This article appeared in the February 26, 2001, issue of the Industry Standard.
One of the consolations of the dot-com shakeout is that it provides a much-needed opportunity to take the long view. Now that we know that first movers often turn out to be first losers, the need for speed seems much less pressing than the need for perspective. It’s a good time, in other words, to step back and take a look at the ways the Internet is changing some basic patterns of social behavior.
Which brings me to the strange world of blogs. A blog – the word is a contraction of “Web log” – is a simple online diary that can be created with a free Web-based application called Blogger. The product of Pyra Labs, a ragtag, barely solvent startup in San Francisco, Blogger is the most interesting Internet app since Napster. It’s interesting not because it makes the creation and updating of Web pages easier than ever (although it does), but because it takes online communication down to its simplest and most personal form: paragraphs arranged chronologically and marked with date and time stamps. People, mostly teenagers and college students, use blogs to broadcast to the world moment-by-moment accounts of their lives. And the little app is catching on fast. According to Evan Williams, Pyra’s CEO, 100,000 people have registered to use Blogger since its launch a year ago; in January alone, 20,000 users signed up.

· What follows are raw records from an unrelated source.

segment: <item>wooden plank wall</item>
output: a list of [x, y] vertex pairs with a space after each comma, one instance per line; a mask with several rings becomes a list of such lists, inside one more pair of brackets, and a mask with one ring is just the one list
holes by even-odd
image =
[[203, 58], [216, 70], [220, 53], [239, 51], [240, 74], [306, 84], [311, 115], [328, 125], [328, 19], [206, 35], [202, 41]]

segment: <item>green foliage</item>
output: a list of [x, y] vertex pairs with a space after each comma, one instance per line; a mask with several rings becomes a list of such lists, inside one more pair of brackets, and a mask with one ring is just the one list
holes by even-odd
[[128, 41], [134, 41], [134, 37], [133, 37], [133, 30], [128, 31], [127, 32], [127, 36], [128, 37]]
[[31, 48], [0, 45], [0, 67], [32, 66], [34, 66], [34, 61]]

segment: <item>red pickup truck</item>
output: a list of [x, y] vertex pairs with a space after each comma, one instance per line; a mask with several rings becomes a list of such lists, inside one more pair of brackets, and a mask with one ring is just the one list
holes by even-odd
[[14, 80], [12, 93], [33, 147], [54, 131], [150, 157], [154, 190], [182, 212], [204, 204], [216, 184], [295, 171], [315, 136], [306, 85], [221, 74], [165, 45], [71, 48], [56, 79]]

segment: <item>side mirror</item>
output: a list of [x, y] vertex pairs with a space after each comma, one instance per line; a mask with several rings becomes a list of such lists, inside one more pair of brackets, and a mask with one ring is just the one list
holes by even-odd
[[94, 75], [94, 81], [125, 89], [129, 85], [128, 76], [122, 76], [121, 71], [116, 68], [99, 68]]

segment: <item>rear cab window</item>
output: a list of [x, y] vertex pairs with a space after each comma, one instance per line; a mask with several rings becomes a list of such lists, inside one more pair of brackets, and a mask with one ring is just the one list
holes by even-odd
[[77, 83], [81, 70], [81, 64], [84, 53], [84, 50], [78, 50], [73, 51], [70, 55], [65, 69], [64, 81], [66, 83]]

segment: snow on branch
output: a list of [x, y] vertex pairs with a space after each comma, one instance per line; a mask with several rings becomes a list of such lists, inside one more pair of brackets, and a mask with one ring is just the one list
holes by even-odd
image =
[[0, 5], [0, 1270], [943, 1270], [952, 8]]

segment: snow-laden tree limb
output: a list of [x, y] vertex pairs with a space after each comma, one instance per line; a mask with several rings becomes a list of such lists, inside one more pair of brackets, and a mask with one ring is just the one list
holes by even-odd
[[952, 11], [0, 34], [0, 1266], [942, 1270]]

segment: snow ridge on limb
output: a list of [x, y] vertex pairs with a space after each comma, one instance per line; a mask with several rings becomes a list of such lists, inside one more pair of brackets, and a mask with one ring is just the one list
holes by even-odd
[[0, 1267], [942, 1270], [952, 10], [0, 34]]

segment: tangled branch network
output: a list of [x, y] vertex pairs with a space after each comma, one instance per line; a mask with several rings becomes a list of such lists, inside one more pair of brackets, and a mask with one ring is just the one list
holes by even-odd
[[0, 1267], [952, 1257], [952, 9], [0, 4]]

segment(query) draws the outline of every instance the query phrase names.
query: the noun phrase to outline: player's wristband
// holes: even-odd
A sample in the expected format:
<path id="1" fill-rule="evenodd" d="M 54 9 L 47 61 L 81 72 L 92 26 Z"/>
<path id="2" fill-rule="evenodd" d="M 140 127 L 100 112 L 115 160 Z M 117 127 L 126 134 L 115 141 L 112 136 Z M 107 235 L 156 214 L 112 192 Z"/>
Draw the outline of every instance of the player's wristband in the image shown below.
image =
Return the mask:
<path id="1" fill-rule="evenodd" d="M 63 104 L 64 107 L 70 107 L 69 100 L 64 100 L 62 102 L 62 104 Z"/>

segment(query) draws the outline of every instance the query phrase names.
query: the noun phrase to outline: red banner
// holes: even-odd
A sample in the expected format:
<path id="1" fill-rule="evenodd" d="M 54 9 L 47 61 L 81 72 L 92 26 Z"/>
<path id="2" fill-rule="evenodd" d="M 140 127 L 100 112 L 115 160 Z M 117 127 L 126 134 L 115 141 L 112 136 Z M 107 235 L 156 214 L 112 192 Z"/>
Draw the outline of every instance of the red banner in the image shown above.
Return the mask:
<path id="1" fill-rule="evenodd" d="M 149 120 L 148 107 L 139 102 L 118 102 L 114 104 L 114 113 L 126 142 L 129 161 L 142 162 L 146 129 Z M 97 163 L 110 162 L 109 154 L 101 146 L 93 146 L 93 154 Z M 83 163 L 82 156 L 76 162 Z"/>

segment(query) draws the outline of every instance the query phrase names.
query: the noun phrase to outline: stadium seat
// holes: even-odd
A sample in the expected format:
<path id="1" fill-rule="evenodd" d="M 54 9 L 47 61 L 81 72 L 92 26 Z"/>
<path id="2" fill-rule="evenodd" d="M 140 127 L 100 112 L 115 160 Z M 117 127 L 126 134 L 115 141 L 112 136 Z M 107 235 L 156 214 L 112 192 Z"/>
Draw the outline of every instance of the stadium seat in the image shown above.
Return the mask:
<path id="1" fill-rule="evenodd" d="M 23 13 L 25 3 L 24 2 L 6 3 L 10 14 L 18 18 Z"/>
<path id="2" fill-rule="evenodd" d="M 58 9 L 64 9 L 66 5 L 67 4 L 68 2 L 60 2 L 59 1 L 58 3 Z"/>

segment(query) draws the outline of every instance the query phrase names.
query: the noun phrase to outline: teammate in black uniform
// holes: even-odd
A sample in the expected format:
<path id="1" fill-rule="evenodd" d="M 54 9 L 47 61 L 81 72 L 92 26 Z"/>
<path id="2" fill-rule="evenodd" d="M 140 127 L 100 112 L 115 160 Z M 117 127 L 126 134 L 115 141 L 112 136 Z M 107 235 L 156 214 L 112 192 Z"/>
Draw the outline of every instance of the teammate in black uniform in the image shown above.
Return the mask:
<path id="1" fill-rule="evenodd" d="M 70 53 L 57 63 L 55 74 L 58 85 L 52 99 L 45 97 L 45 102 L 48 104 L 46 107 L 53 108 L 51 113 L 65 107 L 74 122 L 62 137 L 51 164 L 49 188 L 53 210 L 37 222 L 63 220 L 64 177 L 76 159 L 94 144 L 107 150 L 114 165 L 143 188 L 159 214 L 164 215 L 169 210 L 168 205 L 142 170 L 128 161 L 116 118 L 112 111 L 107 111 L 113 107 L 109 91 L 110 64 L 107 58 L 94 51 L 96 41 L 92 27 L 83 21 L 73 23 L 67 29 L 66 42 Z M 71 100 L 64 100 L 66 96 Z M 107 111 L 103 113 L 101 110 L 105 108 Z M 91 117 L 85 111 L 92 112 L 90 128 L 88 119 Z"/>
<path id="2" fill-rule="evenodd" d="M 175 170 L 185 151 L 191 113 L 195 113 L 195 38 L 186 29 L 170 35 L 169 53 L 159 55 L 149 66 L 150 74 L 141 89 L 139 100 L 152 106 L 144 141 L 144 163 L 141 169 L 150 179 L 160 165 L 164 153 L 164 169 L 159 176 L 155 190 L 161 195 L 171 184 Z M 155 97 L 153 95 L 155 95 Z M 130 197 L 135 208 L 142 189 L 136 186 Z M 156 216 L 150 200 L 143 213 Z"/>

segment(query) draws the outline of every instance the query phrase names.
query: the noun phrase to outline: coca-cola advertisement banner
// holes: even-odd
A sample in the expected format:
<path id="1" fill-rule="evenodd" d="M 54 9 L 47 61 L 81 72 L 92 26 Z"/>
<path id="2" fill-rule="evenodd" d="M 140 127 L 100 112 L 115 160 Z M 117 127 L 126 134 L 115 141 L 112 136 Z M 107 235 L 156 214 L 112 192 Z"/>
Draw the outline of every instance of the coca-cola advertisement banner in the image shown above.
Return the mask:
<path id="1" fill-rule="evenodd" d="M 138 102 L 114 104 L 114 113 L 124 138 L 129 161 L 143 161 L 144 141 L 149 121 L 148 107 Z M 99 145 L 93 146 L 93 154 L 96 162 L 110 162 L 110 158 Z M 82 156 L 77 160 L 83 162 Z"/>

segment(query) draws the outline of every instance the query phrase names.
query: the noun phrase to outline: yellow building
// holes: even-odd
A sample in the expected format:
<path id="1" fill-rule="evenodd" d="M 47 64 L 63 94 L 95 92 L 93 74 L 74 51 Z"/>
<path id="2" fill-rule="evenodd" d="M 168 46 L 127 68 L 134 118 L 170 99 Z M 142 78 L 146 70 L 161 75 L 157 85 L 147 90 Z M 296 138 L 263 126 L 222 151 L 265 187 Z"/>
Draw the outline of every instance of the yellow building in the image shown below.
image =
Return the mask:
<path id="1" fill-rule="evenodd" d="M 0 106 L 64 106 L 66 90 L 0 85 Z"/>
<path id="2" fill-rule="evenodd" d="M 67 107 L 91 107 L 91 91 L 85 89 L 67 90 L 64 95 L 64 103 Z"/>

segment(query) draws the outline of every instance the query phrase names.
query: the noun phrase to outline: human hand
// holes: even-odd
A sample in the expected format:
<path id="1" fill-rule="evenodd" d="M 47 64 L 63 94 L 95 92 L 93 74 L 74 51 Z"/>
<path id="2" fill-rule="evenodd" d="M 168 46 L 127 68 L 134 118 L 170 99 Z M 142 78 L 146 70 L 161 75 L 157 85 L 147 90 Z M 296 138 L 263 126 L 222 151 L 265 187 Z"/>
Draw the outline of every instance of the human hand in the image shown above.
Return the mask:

Having spent a couple of days reading blogs, I can report that the vast majority are puerile in the extreme – the random droolings of adolescent minds. But the individual blogs aren’t what make Blogger important; it’s the way the blogs connect with one another. Blogs typically are filled with links to other blogs, and in browsing through them you soon realize that they form the communications infrastructure for tightly knit, often extraordinarily intimate Web communities. People share their lives through their blogs. (Yes, this was always the promise of the Web, but Blogger actually delivers on it.)
The rapid spread of Blogger underscores two crucial facts about the Internet, both with important business ramifications. First, the Net is a plastic medium; new applications can quickly change the way people use it. That was true of Napster, and it’s true of Blogger. And the most revolutionary applications tend to emerge not from commercial organizations but from passionate amateurs – from people more interested in doing something cool than in making money. Although the creators of Napster and Blogger are trying desperately to retrofit business models to their inventions, the real impact of the technologies has been to enable people to do things for free that they used to have to pay to do.
Second, the Internet remains primarily a platform for communication, not commerce. Most people go online to talk, learn and explore, not buy. Just look at usage patterns during the holiday season. According to a Pew Internet Project study of online activities during the holidays, 53 percent of Internet users sent greetings through e-mail, 32 percent sent e-greeting cards, 24 percent gathered information about holiday celebrations, and 14 percent researched religious traditions. Only 24 percent purchased gifts.
The upshot? Unlike traditional media, the Internet provides individuals with unprecedented power to shape what they do, how they do it and whom they do it with. Using Blogger and other community-building apps such as ICQ and Aimster, people will customize the Internet to their own needs and desires, regardless of the economic interests of businesses. Most companies have not come to grips with this. They continue to pursue business models that assume consumers can be herded, and they continue to see those business models fail.
Adapting to the radical malleability of the Internet will become all the more important as time passes. An entire generation is now learning to manipulate the Net in ways that few adults can even imagine. Call it Generation Blog.